St. Charles Lwanga Center, Archdiocesan Office of Black Catholic Ministries
While the restrictions of mask mandates and social distancing have been adhered to by parishes of the Archdiocese of St. Louis, there has been a movement afoot to continue the ministry of invitation to the residents of the neighborhood. Although a sizeable number of these persons are not parishioners, the invitation to come and see has continued through the resumption of the Back to School Block Party by St. Matthew the Apostle Church. During the pre-pandemic and the easement of restrictions within the past months, the parish has gathered their usual packages of school supplies and bookbags to serve those in need within the environs of the church. The parish is located in the historic Ville neighborhood which has an early history of residency by African Americans. They feel that they are living the Gospel message through their mission statement which concludes that although the mission is born at the Eucharistic Altar, they are called "..to be sent forth into our neighborhood in order to build upon the Kingdom of God. The labor of this effort must address in deed more than in word the needs of the people."

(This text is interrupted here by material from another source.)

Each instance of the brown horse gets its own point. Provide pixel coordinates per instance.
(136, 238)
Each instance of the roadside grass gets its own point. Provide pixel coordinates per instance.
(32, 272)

Similarly, one of the older parishes in the archdiocese is Most Holy Trinity, founded in 1848. Several years ago after consultation with the St. Charles Lwanga Center (now also the Archdiocesan Office of Black Catholic Ministries), the idea surfaced to have outdoor gatherings, including a block party and Mass to invite neighbors into the parish experience. The idea into action lives through the pandemic as the parish has adapted their celebration of Mass in the Grass at a neighborhood park. The sampling of photos displays the Corpus Christi procession calling neighbors forth and distributing roses to them as well as the outdoor assembly of the Mass seated on the park tables and benches. Although seemingly novel in the approach, it demonstrates the parish's desire to promote the Spirit of the Lord via invitation into relationship with His congregational people. The pandemic seems to have given new resolve to the movement for the two parishes cited, an encouragement for people to lose the spiritual paralysis that can plague many of our communities.